MEBench: A Novel Benchmark for Understanding Mutual Exclusivity Bias in Vision-Language Models
Anh Thai, Stefan Stojanov, Zixuan Huang, Bikram Boote, James M. Rehg
TL;DR
MEBench tackles mutual exclusivity bias in vision-language models by embedding ME reasoning into spatially contextual scenes and evaluating seven SOTA baselines with a synthetic data generator. The benchmark formalizes a three-part task—localizing known objects, assigning a novel label under ME, and using spatial cues to resolve ambiguity when multiple novel objects appear—enabled by a configurable data-pipeline and variants. Results show that current VLMs often exhibit weak ME bias but can leverage spatial descriptions to improve disambiguation, with certain models like CogVLM excelling at localization yet lagging in spatial reasoning.
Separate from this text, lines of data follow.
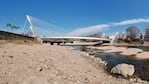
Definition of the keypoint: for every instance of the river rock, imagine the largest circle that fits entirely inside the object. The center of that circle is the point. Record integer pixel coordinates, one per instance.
(123, 69)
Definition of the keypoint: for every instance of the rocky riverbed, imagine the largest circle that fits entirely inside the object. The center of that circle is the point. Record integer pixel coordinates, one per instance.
(45, 64)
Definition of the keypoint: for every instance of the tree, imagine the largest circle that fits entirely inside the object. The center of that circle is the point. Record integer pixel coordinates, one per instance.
(12, 26)
(132, 32)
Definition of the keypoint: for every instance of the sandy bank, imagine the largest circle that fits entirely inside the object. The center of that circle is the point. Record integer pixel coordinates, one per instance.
(137, 53)
(45, 64)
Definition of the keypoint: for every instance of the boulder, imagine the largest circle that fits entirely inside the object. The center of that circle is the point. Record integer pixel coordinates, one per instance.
(123, 69)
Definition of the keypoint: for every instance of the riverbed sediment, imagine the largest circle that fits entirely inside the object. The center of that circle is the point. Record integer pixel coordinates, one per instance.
(45, 64)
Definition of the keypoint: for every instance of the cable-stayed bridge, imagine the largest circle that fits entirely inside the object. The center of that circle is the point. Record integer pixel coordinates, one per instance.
(52, 33)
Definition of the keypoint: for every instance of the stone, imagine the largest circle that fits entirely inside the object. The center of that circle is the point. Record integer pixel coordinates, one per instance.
(39, 69)
(123, 69)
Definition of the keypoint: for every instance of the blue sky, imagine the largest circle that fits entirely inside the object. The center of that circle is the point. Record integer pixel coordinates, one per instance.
(72, 15)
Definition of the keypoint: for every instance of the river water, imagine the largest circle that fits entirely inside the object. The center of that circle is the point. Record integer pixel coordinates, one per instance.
(112, 59)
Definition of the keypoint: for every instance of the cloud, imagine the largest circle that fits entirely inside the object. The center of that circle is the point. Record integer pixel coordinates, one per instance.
(132, 21)
(95, 28)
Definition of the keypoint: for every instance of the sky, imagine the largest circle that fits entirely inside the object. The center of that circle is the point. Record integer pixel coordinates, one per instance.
(78, 17)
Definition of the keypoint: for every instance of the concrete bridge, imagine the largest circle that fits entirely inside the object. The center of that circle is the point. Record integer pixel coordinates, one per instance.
(59, 40)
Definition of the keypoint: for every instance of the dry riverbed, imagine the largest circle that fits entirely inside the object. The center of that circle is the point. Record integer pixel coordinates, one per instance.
(45, 64)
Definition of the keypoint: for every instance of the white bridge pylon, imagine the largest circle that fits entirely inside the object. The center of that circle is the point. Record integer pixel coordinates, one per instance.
(35, 34)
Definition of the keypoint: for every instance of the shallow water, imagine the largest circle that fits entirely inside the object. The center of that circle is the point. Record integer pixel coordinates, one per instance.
(112, 59)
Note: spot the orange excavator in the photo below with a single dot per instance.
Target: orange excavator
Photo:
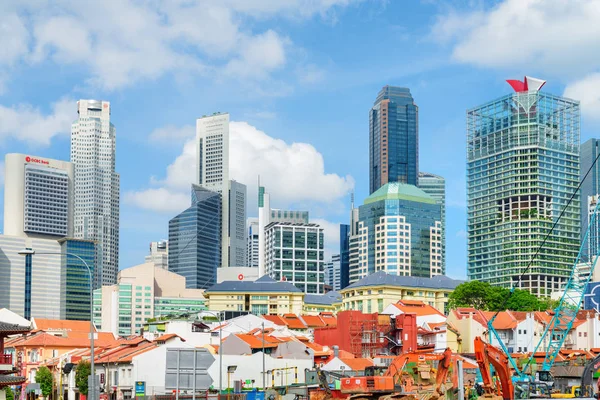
(394, 384)
(487, 354)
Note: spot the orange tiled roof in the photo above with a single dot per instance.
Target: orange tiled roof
(293, 322)
(254, 342)
(318, 349)
(328, 318)
(276, 319)
(49, 325)
(357, 364)
(46, 339)
(167, 337)
(416, 307)
(313, 321)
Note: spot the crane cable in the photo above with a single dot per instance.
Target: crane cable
(512, 290)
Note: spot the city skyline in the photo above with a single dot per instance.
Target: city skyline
(305, 103)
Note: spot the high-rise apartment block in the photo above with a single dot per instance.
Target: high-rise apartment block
(398, 231)
(159, 254)
(435, 186)
(54, 285)
(38, 195)
(252, 246)
(195, 239)
(237, 224)
(96, 200)
(333, 276)
(590, 189)
(294, 252)
(143, 292)
(523, 167)
(267, 215)
(393, 138)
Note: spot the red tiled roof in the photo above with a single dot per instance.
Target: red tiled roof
(357, 364)
(276, 319)
(254, 342)
(293, 322)
(416, 307)
(49, 325)
(318, 349)
(168, 337)
(313, 321)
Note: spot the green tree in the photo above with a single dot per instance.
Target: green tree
(82, 372)
(476, 294)
(44, 377)
(10, 395)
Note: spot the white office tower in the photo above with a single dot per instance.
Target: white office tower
(212, 161)
(252, 246)
(38, 195)
(93, 149)
(237, 224)
(159, 254)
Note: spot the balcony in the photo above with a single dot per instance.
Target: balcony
(6, 362)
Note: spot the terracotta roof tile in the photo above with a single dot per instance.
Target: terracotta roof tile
(293, 321)
(49, 325)
(276, 319)
(254, 342)
(313, 321)
(357, 364)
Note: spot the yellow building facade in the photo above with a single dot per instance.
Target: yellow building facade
(376, 291)
(264, 296)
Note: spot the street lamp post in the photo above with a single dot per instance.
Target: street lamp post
(220, 349)
(29, 252)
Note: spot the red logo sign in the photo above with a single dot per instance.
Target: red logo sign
(36, 160)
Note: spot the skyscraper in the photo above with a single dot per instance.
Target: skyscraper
(435, 186)
(194, 239)
(393, 138)
(523, 166)
(294, 253)
(237, 224)
(212, 161)
(590, 188)
(398, 232)
(38, 197)
(252, 246)
(96, 200)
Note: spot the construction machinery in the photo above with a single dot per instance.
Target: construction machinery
(394, 383)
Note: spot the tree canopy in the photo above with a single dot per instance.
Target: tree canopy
(82, 372)
(44, 377)
(485, 297)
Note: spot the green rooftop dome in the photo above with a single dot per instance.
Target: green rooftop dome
(399, 191)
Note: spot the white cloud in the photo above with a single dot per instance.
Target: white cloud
(29, 124)
(159, 199)
(292, 173)
(552, 36)
(587, 91)
(172, 133)
(124, 42)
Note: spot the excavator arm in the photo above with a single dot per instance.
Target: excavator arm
(487, 354)
(587, 378)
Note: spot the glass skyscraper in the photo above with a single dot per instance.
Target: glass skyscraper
(76, 289)
(399, 232)
(590, 188)
(435, 186)
(195, 240)
(523, 166)
(393, 138)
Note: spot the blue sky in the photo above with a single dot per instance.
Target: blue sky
(298, 78)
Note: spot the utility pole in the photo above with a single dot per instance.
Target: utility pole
(263, 326)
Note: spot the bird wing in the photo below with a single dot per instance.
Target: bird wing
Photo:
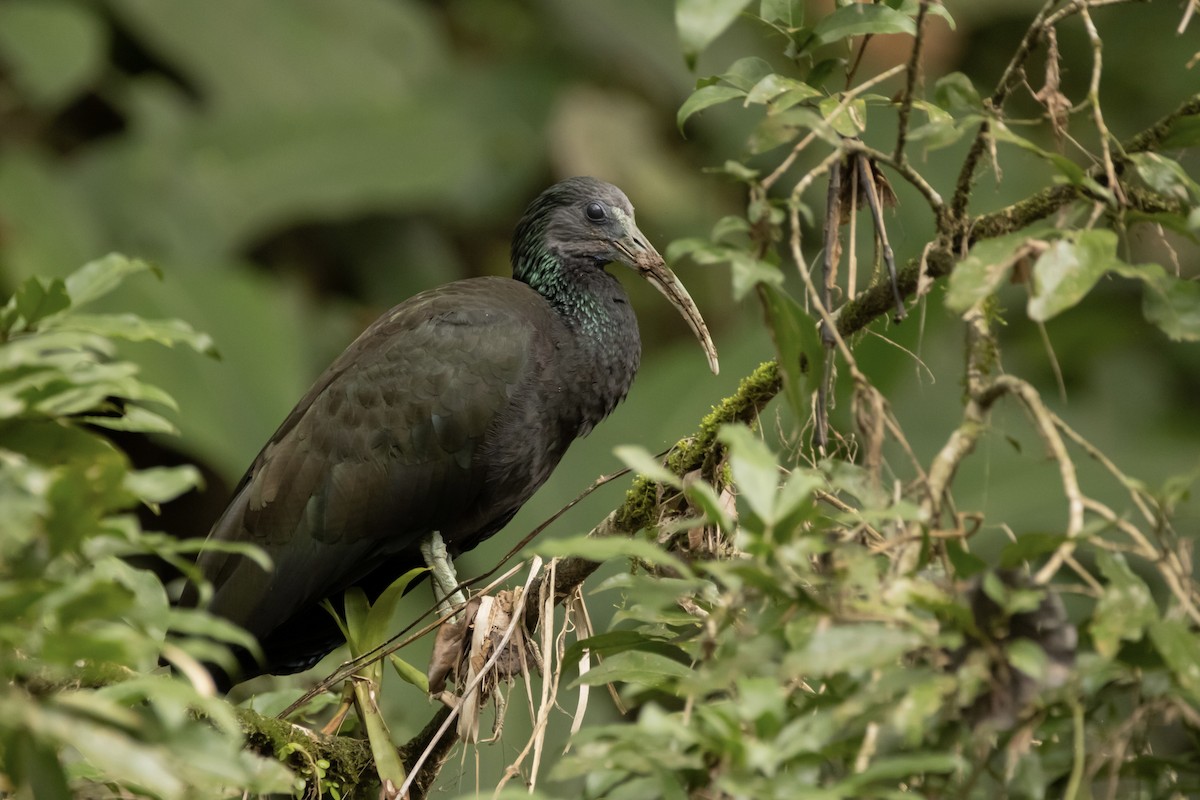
(381, 451)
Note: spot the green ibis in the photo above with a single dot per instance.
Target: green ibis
(437, 423)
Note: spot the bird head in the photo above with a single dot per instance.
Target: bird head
(585, 221)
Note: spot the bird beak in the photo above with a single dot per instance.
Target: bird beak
(642, 257)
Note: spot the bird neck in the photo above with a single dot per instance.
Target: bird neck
(582, 295)
(605, 348)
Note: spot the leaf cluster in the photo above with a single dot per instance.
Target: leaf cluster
(83, 701)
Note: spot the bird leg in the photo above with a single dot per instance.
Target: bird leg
(442, 572)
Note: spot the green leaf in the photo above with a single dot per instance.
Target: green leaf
(1185, 133)
(136, 419)
(1125, 609)
(1068, 269)
(383, 749)
(1167, 176)
(635, 667)
(408, 673)
(954, 91)
(745, 73)
(852, 649)
(893, 768)
(1027, 656)
(163, 483)
(1029, 547)
(52, 49)
(1066, 167)
(641, 461)
(780, 128)
(1180, 648)
(36, 300)
(605, 548)
(755, 469)
(750, 271)
(97, 278)
(773, 85)
(132, 328)
(976, 277)
(706, 97)
(798, 346)
(859, 19)
(609, 643)
(790, 13)
(849, 120)
(700, 22)
(375, 630)
(705, 497)
(1169, 302)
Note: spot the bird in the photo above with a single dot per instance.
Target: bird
(435, 426)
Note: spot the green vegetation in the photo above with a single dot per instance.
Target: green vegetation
(954, 559)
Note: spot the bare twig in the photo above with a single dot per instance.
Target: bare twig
(910, 84)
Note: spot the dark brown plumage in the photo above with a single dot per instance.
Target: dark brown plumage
(445, 415)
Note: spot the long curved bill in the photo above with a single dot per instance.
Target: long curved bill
(643, 258)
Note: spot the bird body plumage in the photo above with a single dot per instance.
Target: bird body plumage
(445, 415)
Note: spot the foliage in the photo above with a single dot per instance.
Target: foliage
(877, 614)
(864, 642)
(82, 699)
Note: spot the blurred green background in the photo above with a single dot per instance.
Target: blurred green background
(297, 167)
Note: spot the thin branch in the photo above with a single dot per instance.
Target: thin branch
(994, 104)
(910, 84)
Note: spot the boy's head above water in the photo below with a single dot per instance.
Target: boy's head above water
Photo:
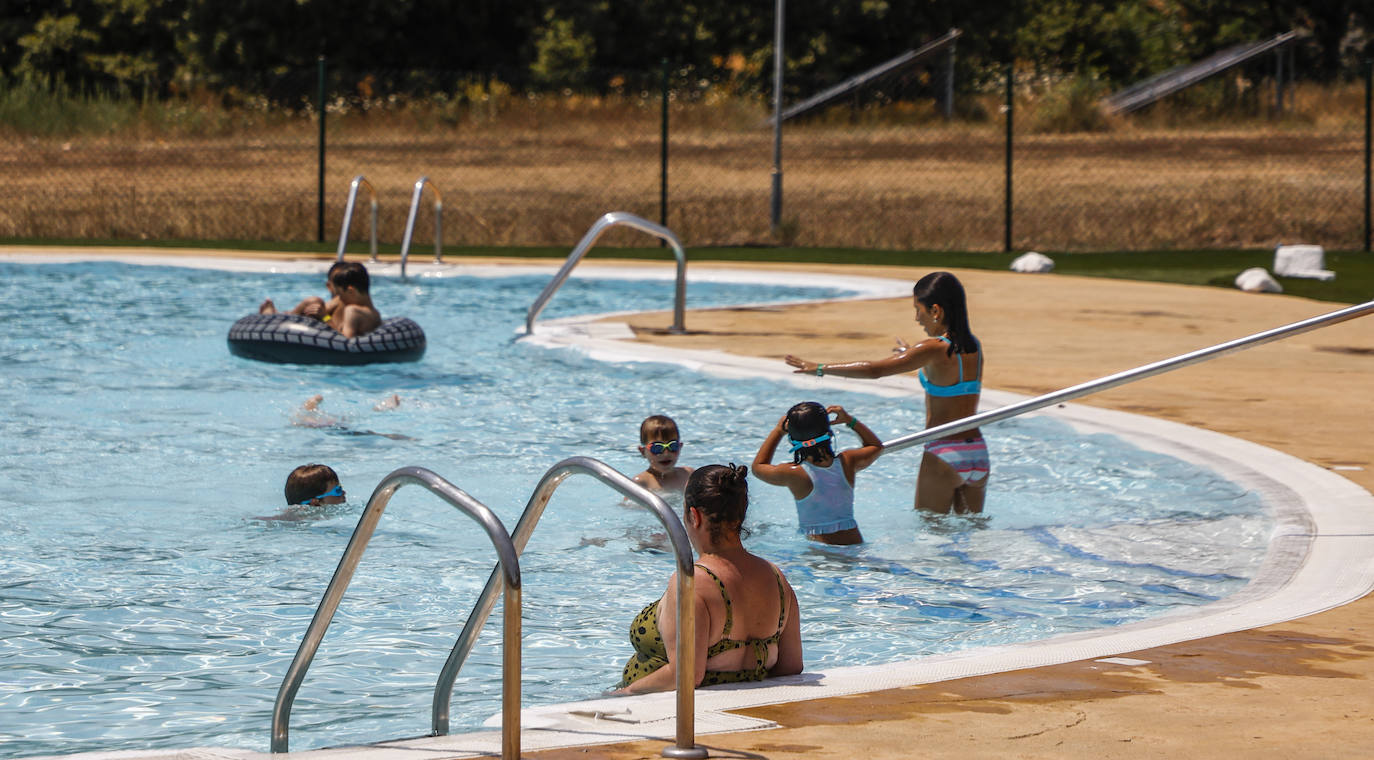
(808, 428)
(660, 441)
(313, 484)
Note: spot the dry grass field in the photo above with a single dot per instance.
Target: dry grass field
(543, 175)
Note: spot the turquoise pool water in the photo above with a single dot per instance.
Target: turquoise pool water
(147, 599)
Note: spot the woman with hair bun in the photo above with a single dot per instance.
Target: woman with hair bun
(746, 620)
(948, 363)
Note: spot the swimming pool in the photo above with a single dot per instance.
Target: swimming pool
(143, 602)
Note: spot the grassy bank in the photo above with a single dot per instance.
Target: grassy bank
(1213, 268)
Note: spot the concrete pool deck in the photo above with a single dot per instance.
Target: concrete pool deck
(1299, 689)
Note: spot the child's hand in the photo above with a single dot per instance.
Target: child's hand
(801, 364)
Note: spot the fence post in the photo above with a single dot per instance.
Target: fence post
(319, 190)
(662, 157)
(1369, 117)
(1006, 242)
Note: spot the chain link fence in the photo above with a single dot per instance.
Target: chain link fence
(891, 165)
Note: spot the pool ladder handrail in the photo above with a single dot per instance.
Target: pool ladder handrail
(686, 654)
(1127, 375)
(410, 221)
(506, 577)
(606, 221)
(348, 215)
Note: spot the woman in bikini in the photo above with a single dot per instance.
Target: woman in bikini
(746, 620)
(954, 470)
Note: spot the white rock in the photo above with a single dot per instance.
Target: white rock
(1032, 261)
(1301, 261)
(1257, 279)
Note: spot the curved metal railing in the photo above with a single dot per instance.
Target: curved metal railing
(410, 221)
(506, 579)
(606, 221)
(686, 653)
(348, 215)
(1128, 375)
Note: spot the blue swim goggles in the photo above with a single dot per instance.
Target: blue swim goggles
(809, 443)
(335, 491)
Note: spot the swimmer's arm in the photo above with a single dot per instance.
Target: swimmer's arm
(665, 678)
(763, 466)
(789, 646)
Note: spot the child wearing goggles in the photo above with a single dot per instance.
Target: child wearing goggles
(822, 483)
(660, 444)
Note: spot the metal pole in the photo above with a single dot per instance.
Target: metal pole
(1278, 81)
(950, 83)
(1006, 212)
(778, 61)
(1369, 118)
(319, 106)
(662, 157)
(1128, 375)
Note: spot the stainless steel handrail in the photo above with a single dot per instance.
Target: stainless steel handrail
(1128, 375)
(506, 579)
(686, 653)
(606, 221)
(410, 221)
(348, 215)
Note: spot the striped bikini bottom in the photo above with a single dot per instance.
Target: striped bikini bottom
(967, 456)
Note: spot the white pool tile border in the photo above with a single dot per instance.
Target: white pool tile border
(1322, 554)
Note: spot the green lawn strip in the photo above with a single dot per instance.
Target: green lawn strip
(1354, 281)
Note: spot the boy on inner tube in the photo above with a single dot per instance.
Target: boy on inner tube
(351, 311)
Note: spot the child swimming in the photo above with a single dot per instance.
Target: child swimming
(661, 444)
(825, 492)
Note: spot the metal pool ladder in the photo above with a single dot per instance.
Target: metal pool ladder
(606, 221)
(1128, 375)
(348, 215)
(410, 221)
(504, 580)
(686, 653)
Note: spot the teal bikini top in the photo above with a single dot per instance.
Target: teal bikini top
(962, 388)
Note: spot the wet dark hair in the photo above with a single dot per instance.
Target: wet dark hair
(944, 289)
(720, 492)
(807, 421)
(309, 481)
(352, 274)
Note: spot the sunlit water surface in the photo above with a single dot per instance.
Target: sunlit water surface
(144, 601)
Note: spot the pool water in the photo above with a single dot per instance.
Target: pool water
(150, 597)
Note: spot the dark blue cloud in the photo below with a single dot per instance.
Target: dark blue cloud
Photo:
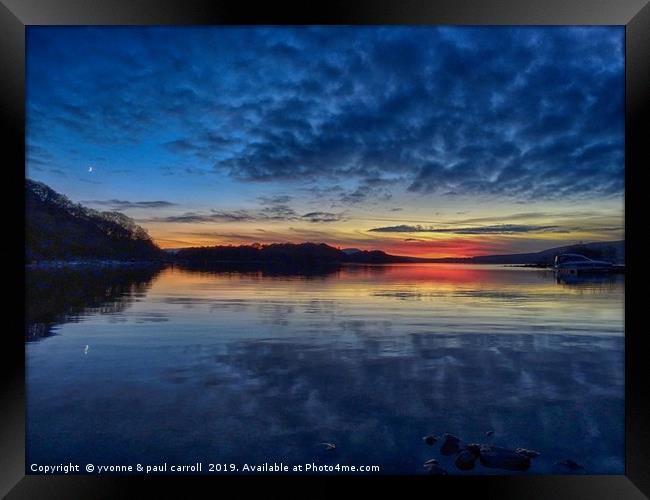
(516, 112)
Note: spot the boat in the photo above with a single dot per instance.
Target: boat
(573, 263)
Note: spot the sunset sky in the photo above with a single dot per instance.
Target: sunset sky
(426, 141)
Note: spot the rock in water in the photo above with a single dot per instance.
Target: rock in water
(430, 439)
(450, 445)
(528, 453)
(570, 465)
(495, 457)
(436, 470)
(465, 460)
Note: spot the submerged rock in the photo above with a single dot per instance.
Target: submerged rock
(528, 453)
(465, 460)
(430, 439)
(436, 470)
(495, 457)
(571, 465)
(450, 445)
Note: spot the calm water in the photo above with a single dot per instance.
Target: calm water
(170, 365)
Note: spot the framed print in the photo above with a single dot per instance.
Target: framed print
(374, 241)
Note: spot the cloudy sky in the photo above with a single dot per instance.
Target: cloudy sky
(451, 141)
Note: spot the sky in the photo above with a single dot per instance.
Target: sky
(424, 141)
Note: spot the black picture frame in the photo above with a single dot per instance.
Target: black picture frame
(15, 15)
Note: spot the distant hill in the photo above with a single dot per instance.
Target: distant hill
(304, 254)
(290, 254)
(612, 251)
(58, 229)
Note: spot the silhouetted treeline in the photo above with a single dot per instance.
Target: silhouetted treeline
(57, 229)
(288, 254)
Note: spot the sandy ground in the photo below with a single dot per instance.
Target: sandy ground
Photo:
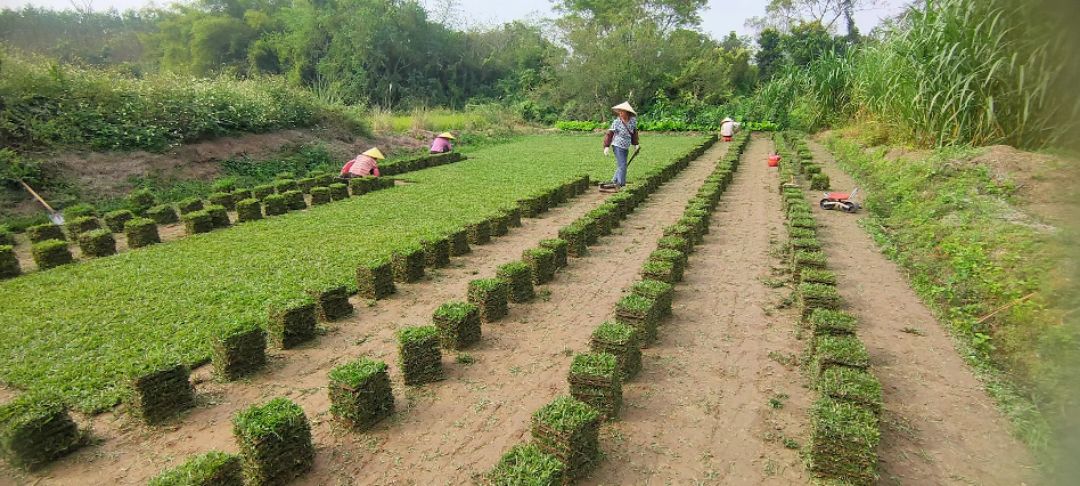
(939, 426)
(441, 433)
(700, 410)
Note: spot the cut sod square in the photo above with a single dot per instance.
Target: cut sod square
(407, 265)
(248, 210)
(458, 324)
(9, 262)
(557, 246)
(844, 440)
(292, 322)
(42, 232)
(361, 393)
(338, 191)
(51, 253)
(480, 232)
(198, 221)
(332, 304)
(620, 340)
(35, 430)
(320, 196)
(436, 252)
(375, 280)
(81, 225)
(595, 379)
(116, 219)
(541, 264)
(832, 322)
(518, 279)
(211, 469)
(224, 200)
(640, 313)
(459, 243)
(142, 232)
(419, 355)
(294, 199)
(239, 351)
(832, 351)
(162, 393)
(97, 243)
(576, 237)
(659, 292)
(569, 430)
(851, 385)
(818, 296)
(274, 442)
(662, 271)
(218, 216)
(275, 204)
(676, 258)
(526, 464)
(164, 214)
(490, 296)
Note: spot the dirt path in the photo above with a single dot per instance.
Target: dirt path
(441, 433)
(700, 410)
(939, 426)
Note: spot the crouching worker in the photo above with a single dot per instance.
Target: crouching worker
(364, 164)
(442, 143)
(728, 129)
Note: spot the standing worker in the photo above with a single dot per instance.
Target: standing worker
(728, 127)
(364, 164)
(442, 143)
(622, 135)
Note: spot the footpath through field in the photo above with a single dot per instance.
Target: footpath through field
(719, 391)
(441, 433)
(939, 424)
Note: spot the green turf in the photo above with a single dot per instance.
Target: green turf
(82, 328)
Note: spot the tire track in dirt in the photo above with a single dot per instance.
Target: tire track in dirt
(699, 413)
(939, 426)
(441, 433)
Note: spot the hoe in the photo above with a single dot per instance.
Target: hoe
(842, 201)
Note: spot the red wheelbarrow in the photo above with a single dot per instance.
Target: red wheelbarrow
(842, 201)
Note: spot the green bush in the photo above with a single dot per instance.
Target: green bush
(211, 469)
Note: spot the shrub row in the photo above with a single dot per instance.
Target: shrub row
(564, 432)
(845, 428)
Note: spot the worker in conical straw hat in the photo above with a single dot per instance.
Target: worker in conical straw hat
(619, 138)
(728, 127)
(442, 143)
(364, 164)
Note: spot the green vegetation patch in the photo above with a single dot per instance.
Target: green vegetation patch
(361, 393)
(419, 356)
(211, 469)
(274, 442)
(569, 430)
(458, 324)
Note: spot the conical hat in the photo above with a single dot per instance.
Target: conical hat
(375, 153)
(625, 107)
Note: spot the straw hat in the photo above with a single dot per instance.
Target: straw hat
(624, 106)
(375, 153)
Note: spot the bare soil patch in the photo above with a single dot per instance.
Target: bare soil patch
(939, 424)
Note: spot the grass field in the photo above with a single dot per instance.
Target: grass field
(81, 329)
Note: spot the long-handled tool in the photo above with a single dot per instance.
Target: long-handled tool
(53, 215)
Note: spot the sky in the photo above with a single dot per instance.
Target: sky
(721, 16)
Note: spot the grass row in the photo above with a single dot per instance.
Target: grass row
(88, 328)
(565, 443)
(845, 419)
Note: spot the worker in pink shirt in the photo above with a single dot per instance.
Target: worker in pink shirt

This work provides a pathway toward more human-like zero-shot generalization in multimodal systems and offers open data and tooling to facilitate reproducibility and further research.
Abstract
This paper introduces MEBench, a novel benchmark for evaluating mutual exclusivity (ME) bias, a cognitive phenomenon observed in children during word learning. Unlike traditional ME tasks, MEBench further incorporates spatial reasoning to create more challenging and realistic evaluation settings. We assess the performance of state-of-the-art vision-language models (VLMs) on this benchmark using novel evaluation metrics that capture key aspects of ME-based reasoning. To facilitate controlled experimentation, we also present a flexible and scalable data generation pipeline that supports the construction of diverse annotated scenes.